Increased intratumoral microbial presence is associated with reduced CPI response
CPI response is influenced by the gut microbiome, with increased gut microbiome diversity associated with improved treatment response. However, there is a paucity of evidence investigating CPI response in relation to the intratumoral microbiome. We therefore explored the association of the intratumoral microbiome with CPI response in a pan-cancer setting. The proportion of reads aligning to the microbiome was similar between tumour types (Kruskal-Wallis p = 0.72, Extended data Fig. 5a). Increased intratumoral microbiome proportion was found to associate with reduced survival following CPI treatment (Extended data Fig. 5b), which remained true when adjusted for tumour type (HR 1.176, p = 0.0236) and Tumour type with wgTMB (HR 1.171, p = 0.03049). Species diversity, measured by Shannon index, was not significantly associated with outcome (HR 1.083, p = 0.2714).

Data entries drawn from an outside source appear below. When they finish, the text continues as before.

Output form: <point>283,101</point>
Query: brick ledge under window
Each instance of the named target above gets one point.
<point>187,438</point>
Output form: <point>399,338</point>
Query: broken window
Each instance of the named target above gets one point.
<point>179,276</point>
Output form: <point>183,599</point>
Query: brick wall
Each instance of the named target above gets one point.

A multivariable model improves the prediction of treatment response compared to TMB alone
Finally, to determine whether WGS-derived biomarkers can improve the prediction of survival following CPI treatment compared to the clinical standard of TMB alone, we created a series of multivariable Cox models. Variables showing an association with survival after CPI in all prior analyses were taken forward for inclusion. To remove strong collinearity, we clustered all variables based on Spearman’s correlation and in highly correlated clusters, selected variables with the strongest univariate association with survival across the pan-cancer cohort. Finally, we applied elastic net penalisation with 5-fold cross validation over 1000 random seeds to remove variables with a coefficient of zero in all permutations. Models were constructed on the pan-cancer dataset and in the most represented tumour types, melanoma, lung, renal and all others. The multivariable pan-cancer model significantly outperformed that of TMB alone (partial likelihood test, p = 0.015), however, it had the lowest overall accuracy (c-index = 0.626, Fig. 6a). Constructing a separate model for the main three tumour types (Melanoma, Lung, Renal) and all others showed promise in improving survival prediction following CPI therapy, with all models outperforming TMB alone (Fig. 6a). This was most apparent in the lung (partial likelihood test p = 0.036, c-index 0.762 vs 0.627) and all others (partial likelihood test p = 0.046, c-index 0.683 vs 0.512). In the multi-variable models, clonal TMB most strongly predicted a positive therapeutic outcome across tumour types, except for the mixed all others group (Fig. 5b). Collectively, these genomic and clinical variables reflect five biological features, firstly at the genomic level; mutation quantity, neoantigen fitness, the broader tumour microenvironment, processes facilitating immune evasion and finally, host immunity (Fig. 5c).